The National Security Service has summoned Oskanian for questioning, but only as a witness, since his parliamentary seat gives him immunity from prosecution.
His lawyer Tigran Atanesyan told IWPR he had seen the case documentation but could not comment on specifics.
"There is no legal basis to make an accusation about any form of illegal activity, or to conduct a legal investigation into Mr Oskanian," he said, adding "there may well be other motives".
Oskanian has been updating his Facebook page regularly with information on the case.
"I'm receiving notes from people on Facebook, by email and by phone. They all say the same thing – don't give up, and continue the fight," he said in one of his Facebook postings. "I realise this fight is not just mine, but that of the whole of society.
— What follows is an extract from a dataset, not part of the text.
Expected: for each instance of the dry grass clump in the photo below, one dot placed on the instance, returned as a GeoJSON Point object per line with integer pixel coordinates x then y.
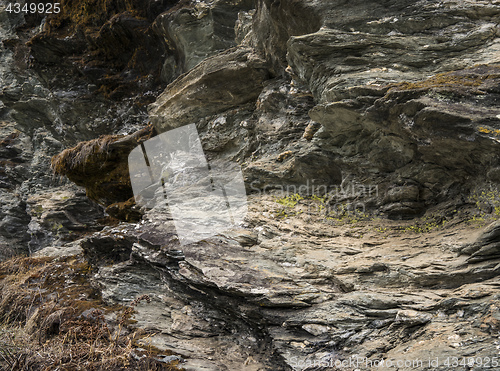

I also understand that it could be a long, hard fight."
The head of the National Security Service, Gorik Hakobyan, denied there was any political motivation behind the investigation.
"By making all this noise, Vartan Oskanian is trying to distract public attention from the main issues of the case and to present himself as the victim of a political witchhunt," the security chief said.
Oskanian is not the first former foreign minister to be accused of money-laundering in Armenia. Alexander Arzumanyan held the post for two years until President LevonTer-Petrosyan resigned in 1998. Arzumanyan moved into opposition politics, and a criminal case was opened against him in 2007.
"They talked about money-laundering at that time only because Arzumanyan was an opposition politician, and there were order to punish him," Vardan Harutyunyan, chairman of the Centre for Rights and Freedoms, commented.
Nor is Oskanian's case the only new one involving Prosperous Armenia.
Investigators have been looking into the finances of the municipal administration of Aramus, a town in the Kotayk region, home to Prosperous Armenia's founder Gagik Tsarukyan, a wealthy businessman. The mayor of Aramus is a member of the party.